Much less that wannabe Cinderella he took to a ball, and then left behind.

So I guess that makes me the shoe.

I stick to the back of the group, my mind going a thousand miles a minute as the docent leads us up to the grand, Moorish arch that rises at the front of the house, then beckons us to follow her into the grand courtyard that waits on the other side.

There is a fountain, and beyond it, a grand set of stairs, and that’s where we’re led. Then inside to a foyer that has clearly been created solely to impress.

And I’m indoors, something else seems to take me over, sweeping me up in a tight, hard grip that reminds me of his.

I know it’s not him. It’s this house. His house.

I feel like Elizabeth Bennet when she first sees where Mr. Darcy lives.

It’s the inescapable weight of his history, and ancestry, and all the things it means to be the eighteenth of anything. All the generations that led to him. Much less a name like his, that according to the internet and our tour guide stretches back across time and marks him as a Grandee of Spain.

Whatever that is.

All I could tell is that it is a designation that is spoken in tones of reverence, at least here.

What I know for certain is that my family’s ancestry reaches back to a boat from somewhere far to the north of here.

And not one of the boats with a name that’s taught in schools.

Just any old boat, unremarkable and unremembered, that delivered a load of weathered peasants from one hardscrabble land to another.

And in all the time since, we might have pulled ourselves out of abject poverty but we would never, no matter what we did, turn into this .

I thought the plane he took me to France on was pretty special. I thought that first villa was lovely and gracious in every regard. The house where the ball was held, on the other hand, was nothing short of remarkable. Extraordinary, even.

But this is not a house, grand or otherwise. This is a palace.

And even that is too tame a word to describe it.

I’m only catching snatches of the tour guide’s lectures on the art and history, issues and politics, that are intertwined with this family, this house, and the story of Spain itself. There are stories of kings and queens, court intrigue, political upheavals, and ancient scandals.

But what I can’t help thinking is that this is the kind of wealth and consequence that doesn’t have to shout. Because it is a shout. In and of itself.

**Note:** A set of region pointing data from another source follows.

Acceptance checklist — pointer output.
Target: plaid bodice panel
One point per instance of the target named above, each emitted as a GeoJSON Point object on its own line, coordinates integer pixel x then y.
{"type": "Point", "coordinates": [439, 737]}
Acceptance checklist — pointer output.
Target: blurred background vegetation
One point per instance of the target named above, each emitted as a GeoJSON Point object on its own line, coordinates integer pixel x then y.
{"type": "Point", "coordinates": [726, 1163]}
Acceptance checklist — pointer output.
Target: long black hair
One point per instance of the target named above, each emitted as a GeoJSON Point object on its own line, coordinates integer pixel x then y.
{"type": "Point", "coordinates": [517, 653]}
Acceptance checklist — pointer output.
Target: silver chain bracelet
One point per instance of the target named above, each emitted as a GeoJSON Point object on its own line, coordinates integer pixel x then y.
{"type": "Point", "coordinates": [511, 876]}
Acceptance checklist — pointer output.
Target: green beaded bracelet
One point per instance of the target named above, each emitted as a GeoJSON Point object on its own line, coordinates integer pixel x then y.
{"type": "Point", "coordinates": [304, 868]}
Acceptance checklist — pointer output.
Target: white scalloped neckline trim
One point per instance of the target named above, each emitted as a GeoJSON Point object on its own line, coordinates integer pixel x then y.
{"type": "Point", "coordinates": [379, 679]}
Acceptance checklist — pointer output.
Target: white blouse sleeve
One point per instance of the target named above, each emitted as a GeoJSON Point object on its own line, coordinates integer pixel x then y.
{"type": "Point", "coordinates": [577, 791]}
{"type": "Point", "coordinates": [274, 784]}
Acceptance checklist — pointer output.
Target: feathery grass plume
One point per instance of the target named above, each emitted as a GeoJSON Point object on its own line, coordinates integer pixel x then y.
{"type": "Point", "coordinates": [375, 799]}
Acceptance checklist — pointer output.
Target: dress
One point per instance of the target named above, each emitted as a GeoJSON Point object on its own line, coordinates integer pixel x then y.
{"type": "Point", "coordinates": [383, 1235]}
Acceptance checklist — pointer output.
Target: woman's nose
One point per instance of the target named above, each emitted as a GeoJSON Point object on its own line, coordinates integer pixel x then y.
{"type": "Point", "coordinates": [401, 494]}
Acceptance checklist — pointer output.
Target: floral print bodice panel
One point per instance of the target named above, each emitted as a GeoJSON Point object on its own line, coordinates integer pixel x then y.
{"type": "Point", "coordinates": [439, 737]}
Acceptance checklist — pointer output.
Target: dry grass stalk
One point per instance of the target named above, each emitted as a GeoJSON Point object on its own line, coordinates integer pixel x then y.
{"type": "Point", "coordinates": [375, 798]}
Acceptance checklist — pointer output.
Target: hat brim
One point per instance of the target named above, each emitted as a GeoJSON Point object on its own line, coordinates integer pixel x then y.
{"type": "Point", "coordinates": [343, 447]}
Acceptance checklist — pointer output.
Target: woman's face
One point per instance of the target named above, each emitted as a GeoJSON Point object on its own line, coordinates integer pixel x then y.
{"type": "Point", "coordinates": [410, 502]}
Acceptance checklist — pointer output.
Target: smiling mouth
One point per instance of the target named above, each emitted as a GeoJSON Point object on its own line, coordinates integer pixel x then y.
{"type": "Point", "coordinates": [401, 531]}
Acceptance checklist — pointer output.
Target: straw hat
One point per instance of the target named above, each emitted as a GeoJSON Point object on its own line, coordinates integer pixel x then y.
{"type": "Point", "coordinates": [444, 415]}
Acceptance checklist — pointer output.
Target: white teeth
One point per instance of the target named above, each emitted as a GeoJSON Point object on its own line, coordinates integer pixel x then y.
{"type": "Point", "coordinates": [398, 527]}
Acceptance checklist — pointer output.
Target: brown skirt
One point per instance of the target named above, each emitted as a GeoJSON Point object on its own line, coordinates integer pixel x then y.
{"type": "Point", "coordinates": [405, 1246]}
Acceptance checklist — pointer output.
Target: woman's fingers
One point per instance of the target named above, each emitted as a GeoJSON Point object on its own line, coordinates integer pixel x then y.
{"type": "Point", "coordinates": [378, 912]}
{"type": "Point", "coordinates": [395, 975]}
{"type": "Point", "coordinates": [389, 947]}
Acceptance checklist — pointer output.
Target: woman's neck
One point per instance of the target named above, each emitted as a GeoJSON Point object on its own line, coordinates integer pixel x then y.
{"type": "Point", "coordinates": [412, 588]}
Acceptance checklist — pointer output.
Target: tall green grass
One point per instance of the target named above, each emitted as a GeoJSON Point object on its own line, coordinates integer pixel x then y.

Its continued existence is its own bullhorn, sounding down through the centuries.

The very fact of this place, built as a fortress and prettied up a bit more each generation. As a gift to this or that Marquess to his wife. Or as a mark of ego. Or simply because it was fashionable to have fewer battlements and more ballrooms.

At the end of the day, I realize, these grand old homes are record keepers. Storytellers, room by room, stone by stone. And they bear the marks of all the history they’ve weathered, just as they whisper of the futures they’ll contain.